While many believe the conflict lies in excessive spending by the government, this is not exactly true. Instead, the culprit is the rampant dodging of duties, which have already reached an estimated 20B euros annually. This practice had been considered a social norm in the state, as several professionals have resorted to underreporting their salaries and keeping the undisclosed amounts for their benefit.

For starters, although there are measures imposed to cut the expenses of the administration, such as reducing pensions, the total public expenditures of Greece have stayed stayed below the EU average. Despite the 2008 financial crisis that prompted them to spend more, their overall rate in 2014 is only at 49.3%, which was well in line with the standard 49.3%. A more definite struggle is due to insufficient revenues, which is not because of low tax rates, but on the prevalent illegal non-payment of contributions.

Initially, officials have proposed to use the tourism sector to conduct a crackdown on the crime, since it comprises around 20% of their total GDP and is considered as one of the major industries. However, is is not included in the primary suspects behind the issue, as those responsible mainly belong to other industries such as law, medicine, media, and engineering.

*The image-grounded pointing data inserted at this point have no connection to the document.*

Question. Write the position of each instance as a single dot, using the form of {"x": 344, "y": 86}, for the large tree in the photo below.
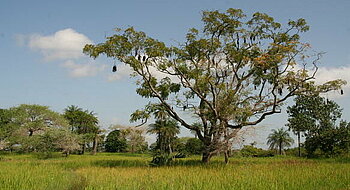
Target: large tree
{"x": 234, "y": 72}
{"x": 279, "y": 139}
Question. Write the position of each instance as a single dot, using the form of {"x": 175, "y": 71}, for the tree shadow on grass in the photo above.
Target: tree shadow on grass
{"x": 146, "y": 163}
{"x": 120, "y": 163}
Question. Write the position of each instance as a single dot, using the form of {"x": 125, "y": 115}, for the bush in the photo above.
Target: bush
{"x": 251, "y": 151}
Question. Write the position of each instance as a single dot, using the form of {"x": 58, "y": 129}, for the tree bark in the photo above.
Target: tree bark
{"x": 206, "y": 156}
{"x": 94, "y": 146}
{"x": 83, "y": 149}
{"x": 299, "y": 154}
{"x": 280, "y": 148}
{"x": 226, "y": 157}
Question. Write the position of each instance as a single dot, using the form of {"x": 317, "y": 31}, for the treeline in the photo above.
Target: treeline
{"x": 36, "y": 128}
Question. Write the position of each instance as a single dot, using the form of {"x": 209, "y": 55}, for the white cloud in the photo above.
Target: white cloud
{"x": 325, "y": 74}
{"x": 83, "y": 70}
{"x": 123, "y": 71}
{"x": 63, "y": 44}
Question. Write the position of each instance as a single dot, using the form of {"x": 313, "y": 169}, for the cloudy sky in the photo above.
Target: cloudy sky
{"x": 41, "y": 60}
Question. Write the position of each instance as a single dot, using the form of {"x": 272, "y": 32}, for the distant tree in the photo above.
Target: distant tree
{"x": 83, "y": 123}
{"x": 232, "y": 73}
{"x": 115, "y": 142}
{"x": 194, "y": 146}
{"x": 135, "y": 139}
{"x": 279, "y": 140}
{"x": 315, "y": 117}
{"x": 6, "y": 128}
{"x": 30, "y": 122}
{"x": 166, "y": 131}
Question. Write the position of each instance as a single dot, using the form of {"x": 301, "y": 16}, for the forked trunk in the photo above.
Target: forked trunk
{"x": 226, "y": 156}
{"x": 83, "y": 149}
{"x": 94, "y": 146}
{"x": 299, "y": 154}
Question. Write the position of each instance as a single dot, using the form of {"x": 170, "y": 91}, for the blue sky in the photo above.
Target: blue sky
{"x": 41, "y": 60}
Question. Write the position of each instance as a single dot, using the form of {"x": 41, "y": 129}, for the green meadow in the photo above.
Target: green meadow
{"x": 129, "y": 171}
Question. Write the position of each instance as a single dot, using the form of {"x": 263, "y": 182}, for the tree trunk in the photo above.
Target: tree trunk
{"x": 226, "y": 156}
{"x": 94, "y": 146}
{"x": 206, "y": 156}
{"x": 83, "y": 149}
{"x": 299, "y": 154}
{"x": 280, "y": 147}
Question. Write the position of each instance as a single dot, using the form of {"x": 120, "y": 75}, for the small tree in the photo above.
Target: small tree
{"x": 31, "y": 125}
{"x": 134, "y": 139}
{"x": 316, "y": 118}
{"x": 83, "y": 123}
{"x": 114, "y": 142}
{"x": 234, "y": 72}
{"x": 279, "y": 140}
{"x": 194, "y": 146}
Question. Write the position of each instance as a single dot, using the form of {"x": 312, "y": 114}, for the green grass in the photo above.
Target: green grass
{"x": 125, "y": 171}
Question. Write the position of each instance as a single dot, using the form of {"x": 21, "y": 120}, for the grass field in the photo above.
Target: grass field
{"x": 125, "y": 171}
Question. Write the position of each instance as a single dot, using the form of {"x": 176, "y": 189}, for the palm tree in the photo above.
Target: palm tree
{"x": 279, "y": 139}
{"x": 165, "y": 130}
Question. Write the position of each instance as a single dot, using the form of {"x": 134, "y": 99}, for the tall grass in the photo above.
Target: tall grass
{"x": 121, "y": 171}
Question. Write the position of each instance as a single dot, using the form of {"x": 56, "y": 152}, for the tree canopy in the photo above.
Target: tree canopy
{"x": 234, "y": 72}
{"x": 316, "y": 118}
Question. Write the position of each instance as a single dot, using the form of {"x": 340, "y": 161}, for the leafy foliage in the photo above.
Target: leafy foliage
{"x": 234, "y": 72}
{"x": 316, "y": 117}
{"x": 279, "y": 140}
{"x": 115, "y": 142}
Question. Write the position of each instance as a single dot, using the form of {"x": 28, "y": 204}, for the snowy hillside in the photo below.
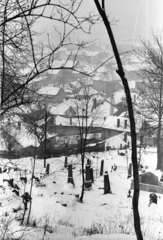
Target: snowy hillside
{"x": 57, "y": 212}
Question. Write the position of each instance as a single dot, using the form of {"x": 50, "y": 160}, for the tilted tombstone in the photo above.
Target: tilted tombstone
{"x": 149, "y": 182}
{"x": 66, "y": 162}
{"x": 107, "y": 188}
{"x": 70, "y": 174}
{"x": 47, "y": 169}
{"x": 130, "y": 170}
{"x": 88, "y": 161}
{"x": 91, "y": 175}
{"x": 88, "y": 182}
{"x": 102, "y": 168}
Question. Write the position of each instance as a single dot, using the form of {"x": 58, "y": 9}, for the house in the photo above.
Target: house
{"x": 51, "y": 94}
{"x": 108, "y": 87}
{"x": 63, "y": 109}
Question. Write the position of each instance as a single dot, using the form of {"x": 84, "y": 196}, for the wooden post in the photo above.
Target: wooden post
{"x": 107, "y": 188}
{"x": 102, "y": 168}
{"x": 88, "y": 182}
{"x": 70, "y": 174}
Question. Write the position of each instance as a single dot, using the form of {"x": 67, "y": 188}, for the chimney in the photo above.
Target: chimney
{"x": 118, "y": 122}
{"x": 125, "y": 123}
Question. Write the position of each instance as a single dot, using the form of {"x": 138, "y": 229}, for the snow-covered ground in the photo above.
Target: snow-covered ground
{"x": 56, "y": 209}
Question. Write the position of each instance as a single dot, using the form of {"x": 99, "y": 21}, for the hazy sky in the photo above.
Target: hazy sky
{"x": 137, "y": 18}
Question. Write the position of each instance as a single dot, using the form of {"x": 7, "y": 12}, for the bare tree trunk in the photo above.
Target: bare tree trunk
{"x": 83, "y": 179}
{"x": 33, "y": 171}
{"x": 159, "y": 157}
{"x": 45, "y": 138}
{"x": 131, "y": 116}
{"x": 159, "y": 153}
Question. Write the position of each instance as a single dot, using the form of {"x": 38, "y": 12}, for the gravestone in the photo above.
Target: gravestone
{"x": 88, "y": 182}
{"x": 130, "y": 170}
{"x": 102, "y": 168}
{"x": 91, "y": 175}
{"x": 65, "y": 164}
{"x": 107, "y": 188}
{"x": 149, "y": 182}
{"x": 47, "y": 169}
{"x": 70, "y": 174}
{"x": 88, "y": 161}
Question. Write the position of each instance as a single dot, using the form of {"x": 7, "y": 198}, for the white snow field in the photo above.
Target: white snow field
{"x": 57, "y": 213}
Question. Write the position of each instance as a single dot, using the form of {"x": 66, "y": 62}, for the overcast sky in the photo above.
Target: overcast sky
{"x": 137, "y": 18}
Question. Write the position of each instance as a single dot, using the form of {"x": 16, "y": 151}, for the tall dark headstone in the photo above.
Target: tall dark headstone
{"x": 102, "y": 168}
{"x": 88, "y": 182}
{"x": 88, "y": 161}
{"x": 70, "y": 174}
{"x": 47, "y": 169}
{"x": 107, "y": 188}
{"x": 65, "y": 164}
{"x": 130, "y": 170}
{"x": 91, "y": 175}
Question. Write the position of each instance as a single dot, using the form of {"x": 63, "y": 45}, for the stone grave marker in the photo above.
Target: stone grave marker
{"x": 107, "y": 188}
{"x": 70, "y": 174}
{"x": 102, "y": 168}
{"x": 149, "y": 182}
{"x": 88, "y": 182}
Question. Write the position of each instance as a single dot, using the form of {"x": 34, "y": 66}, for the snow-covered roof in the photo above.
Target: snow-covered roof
{"x": 115, "y": 141}
{"x": 111, "y": 123}
{"x": 129, "y": 67}
{"x": 60, "y": 109}
{"x": 49, "y": 90}
{"x": 87, "y": 91}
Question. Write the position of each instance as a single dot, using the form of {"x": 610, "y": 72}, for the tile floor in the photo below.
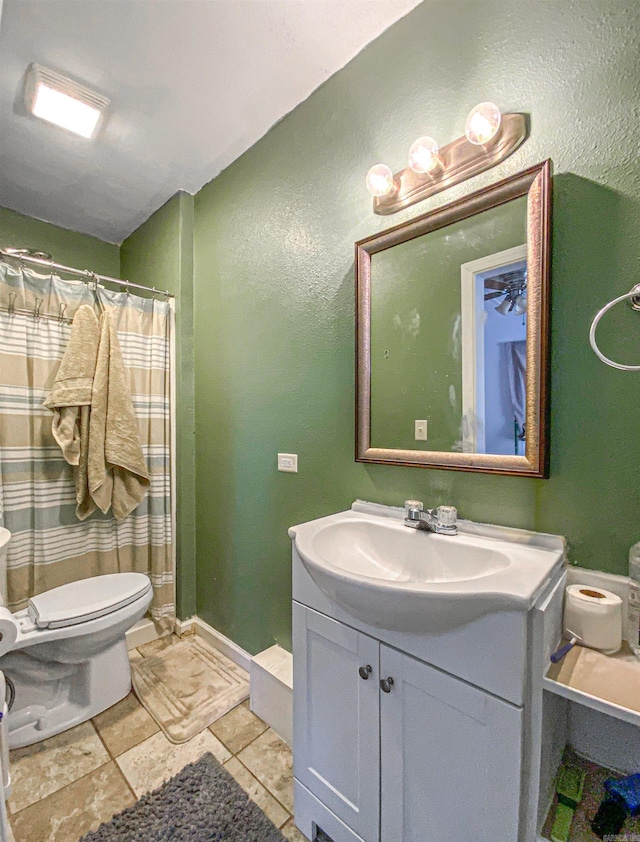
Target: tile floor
{"x": 67, "y": 785}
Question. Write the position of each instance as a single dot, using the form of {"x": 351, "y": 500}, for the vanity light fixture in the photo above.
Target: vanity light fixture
{"x": 63, "y": 102}
{"x": 489, "y": 138}
{"x": 482, "y": 123}
{"x": 380, "y": 180}
{"x": 424, "y": 157}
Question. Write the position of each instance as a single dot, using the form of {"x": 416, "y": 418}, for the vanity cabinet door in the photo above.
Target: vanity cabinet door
{"x": 451, "y": 757}
{"x": 336, "y": 718}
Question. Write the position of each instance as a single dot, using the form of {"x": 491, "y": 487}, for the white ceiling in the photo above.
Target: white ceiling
{"x": 192, "y": 83}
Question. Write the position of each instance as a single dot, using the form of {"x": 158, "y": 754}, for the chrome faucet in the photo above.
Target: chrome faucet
{"x": 441, "y": 520}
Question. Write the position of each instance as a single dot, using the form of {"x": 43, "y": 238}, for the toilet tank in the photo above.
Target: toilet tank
{"x": 5, "y": 537}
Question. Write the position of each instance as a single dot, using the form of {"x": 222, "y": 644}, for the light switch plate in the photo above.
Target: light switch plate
{"x": 288, "y": 462}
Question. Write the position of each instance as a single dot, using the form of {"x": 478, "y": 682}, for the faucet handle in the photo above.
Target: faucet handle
{"x": 447, "y": 517}
{"x": 413, "y": 504}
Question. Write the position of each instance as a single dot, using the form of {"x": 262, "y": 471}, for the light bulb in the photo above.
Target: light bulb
{"x": 380, "y": 180}
{"x": 423, "y": 155}
{"x": 482, "y": 123}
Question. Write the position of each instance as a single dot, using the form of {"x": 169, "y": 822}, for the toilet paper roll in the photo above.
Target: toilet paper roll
{"x": 8, "y": 631}
{"x": 594, "y": 616}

These professionals are considered as self-employed, hence is part of their obligations to declare their income. A research based on records from banks revealed that these individuals are splitting around 82% of their wages for service debts when in fact, this is prohibited since as a general rule, banks should not allow loans where debt compensation make up over 30% of salary. This move does not necessarily mean they are saddled in arrears, since what they are actually doing is omitting significant amounts from their earnings report.

The study also discovered that this practice have already summed up to 28B euros in in lost revenues. The money hidden were said to be sent in foreign accounts, mostly in Switzerland wherein it was believed that billions of cash were stashed. In order to counter this, the regime has proposed an amnesty that will levy a 21% tax on holdings kept in these accounts.